It’s very rare you find a film unlike any you’ve ever seen before, but Birdman, co-written and directed by Alejandro González Iñárritu (BiutifulBabel) more than fits the bill. You could describe it as Magnolia crossed with Black Swan. Or Rope meets The Player. Or Sunset Boulevard via Crank. You could call it anything, in fact, and you’d barely get close. If you like the sound of just one of these mangled correlatives, stop reading now. To be surprised at the cinema is the rarest of treats.

Backstage at a Broadway theatre we meet Riggan (an Oscar-form Michael Keaton), a washed-up star best known for playing the eponymous superhero (wink, wink). He’s mounting a comeback with a pretentious and most likely disastrous stage version of Raymond Carver’s What We Talk About When We Talk About Love. Around him, his agent (Zach Galifianakis) panics, his daughter (Emma Stone) sulks; his ex-wife (Amy Ryan) and new girlfriend (Andrea Riseborough) mill; and volatile co-star (Edward Norton) threatens to make or break it all.

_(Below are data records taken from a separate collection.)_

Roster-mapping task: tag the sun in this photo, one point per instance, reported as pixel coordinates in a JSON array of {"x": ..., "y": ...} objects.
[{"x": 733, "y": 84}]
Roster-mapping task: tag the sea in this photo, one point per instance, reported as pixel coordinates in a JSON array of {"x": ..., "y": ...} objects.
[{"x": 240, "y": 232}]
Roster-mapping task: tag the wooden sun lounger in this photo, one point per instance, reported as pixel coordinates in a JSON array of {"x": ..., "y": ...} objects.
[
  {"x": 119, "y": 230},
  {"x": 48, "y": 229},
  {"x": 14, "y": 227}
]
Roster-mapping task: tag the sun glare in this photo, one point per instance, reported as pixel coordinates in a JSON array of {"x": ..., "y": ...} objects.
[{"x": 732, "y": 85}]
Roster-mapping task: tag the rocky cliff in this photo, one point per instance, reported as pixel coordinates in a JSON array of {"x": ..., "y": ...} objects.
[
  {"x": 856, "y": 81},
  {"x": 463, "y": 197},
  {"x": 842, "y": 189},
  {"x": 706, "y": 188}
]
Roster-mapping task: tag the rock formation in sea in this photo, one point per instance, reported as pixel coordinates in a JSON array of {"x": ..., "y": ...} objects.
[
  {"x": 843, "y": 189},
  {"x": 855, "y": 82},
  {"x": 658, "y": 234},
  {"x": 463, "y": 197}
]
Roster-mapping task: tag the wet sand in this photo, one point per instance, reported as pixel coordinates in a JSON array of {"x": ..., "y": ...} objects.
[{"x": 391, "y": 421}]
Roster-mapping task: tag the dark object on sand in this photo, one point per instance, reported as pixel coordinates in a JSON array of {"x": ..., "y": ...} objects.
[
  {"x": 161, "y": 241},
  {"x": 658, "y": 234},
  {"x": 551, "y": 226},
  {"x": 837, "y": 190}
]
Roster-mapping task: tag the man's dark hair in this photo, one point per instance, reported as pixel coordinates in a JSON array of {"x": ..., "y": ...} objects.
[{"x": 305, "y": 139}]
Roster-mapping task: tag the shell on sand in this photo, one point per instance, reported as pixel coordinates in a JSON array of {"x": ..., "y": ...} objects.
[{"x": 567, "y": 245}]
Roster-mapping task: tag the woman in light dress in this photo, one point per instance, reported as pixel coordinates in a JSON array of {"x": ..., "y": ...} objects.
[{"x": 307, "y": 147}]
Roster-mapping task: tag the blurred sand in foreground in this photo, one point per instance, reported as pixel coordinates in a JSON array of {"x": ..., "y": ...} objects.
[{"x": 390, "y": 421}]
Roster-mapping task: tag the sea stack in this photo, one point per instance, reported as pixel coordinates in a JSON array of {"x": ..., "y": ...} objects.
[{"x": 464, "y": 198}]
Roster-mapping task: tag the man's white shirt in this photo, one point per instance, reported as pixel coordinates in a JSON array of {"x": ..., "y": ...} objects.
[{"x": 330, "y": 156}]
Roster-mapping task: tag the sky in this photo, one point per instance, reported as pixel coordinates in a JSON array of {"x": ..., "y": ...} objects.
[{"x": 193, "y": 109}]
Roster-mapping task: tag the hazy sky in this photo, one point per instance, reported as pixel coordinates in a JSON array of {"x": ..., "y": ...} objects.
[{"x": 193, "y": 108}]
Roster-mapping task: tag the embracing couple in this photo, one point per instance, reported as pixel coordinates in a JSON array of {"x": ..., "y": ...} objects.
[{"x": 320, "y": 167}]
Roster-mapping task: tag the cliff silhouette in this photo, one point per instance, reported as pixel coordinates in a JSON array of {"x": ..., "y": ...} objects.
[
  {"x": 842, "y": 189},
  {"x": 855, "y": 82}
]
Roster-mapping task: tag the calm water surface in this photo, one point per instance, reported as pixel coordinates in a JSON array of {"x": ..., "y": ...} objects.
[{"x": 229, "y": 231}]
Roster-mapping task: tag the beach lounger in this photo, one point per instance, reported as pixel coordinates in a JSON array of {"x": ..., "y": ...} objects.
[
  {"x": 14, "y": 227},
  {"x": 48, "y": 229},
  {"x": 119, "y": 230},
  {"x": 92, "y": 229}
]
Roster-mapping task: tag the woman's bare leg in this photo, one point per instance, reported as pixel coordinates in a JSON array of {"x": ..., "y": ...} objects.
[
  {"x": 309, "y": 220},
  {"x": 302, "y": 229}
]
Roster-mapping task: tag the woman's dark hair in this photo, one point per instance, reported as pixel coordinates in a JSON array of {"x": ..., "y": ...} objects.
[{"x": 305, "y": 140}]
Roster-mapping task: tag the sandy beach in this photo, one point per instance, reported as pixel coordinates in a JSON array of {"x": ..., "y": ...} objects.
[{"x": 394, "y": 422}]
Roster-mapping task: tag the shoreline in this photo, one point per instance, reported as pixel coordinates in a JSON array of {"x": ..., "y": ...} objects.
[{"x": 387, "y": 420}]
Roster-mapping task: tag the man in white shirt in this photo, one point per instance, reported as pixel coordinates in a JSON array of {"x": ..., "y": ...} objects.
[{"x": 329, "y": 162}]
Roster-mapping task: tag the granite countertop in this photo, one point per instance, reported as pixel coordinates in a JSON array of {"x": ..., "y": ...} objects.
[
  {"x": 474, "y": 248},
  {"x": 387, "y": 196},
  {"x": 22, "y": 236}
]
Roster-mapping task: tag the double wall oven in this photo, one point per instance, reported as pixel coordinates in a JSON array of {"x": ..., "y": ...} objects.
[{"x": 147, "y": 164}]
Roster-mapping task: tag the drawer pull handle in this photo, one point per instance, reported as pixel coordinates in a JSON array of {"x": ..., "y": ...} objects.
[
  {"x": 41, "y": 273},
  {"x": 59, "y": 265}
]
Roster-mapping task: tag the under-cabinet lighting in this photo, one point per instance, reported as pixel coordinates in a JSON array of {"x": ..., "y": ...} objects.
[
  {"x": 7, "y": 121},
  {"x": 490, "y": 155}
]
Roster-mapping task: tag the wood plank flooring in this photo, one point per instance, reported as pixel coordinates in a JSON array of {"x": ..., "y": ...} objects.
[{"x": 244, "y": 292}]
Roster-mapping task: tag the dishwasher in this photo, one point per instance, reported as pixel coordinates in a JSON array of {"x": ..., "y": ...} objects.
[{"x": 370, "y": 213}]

But it’s not the what, it’s the how. We’re not going to reveal Iñárritu’s methods, but the way Birdman tracks its overlapping dramas is such a dazzling achievement that, even if you don’t enjoy the film, you have to take your hat off to the film-makers. Among an outstanding cast, Norton in particular has never been better, playing (wink wink wink), a brilliant but difficult actor – just one of many Hollywood barbs that hits the target and sticks.

But what really lingers is the sense that, as we float down these chaotic corridors, anything can happen and, indeed, probably will. To be surprised at the cinema may be rare. To be amazed is something else entirely.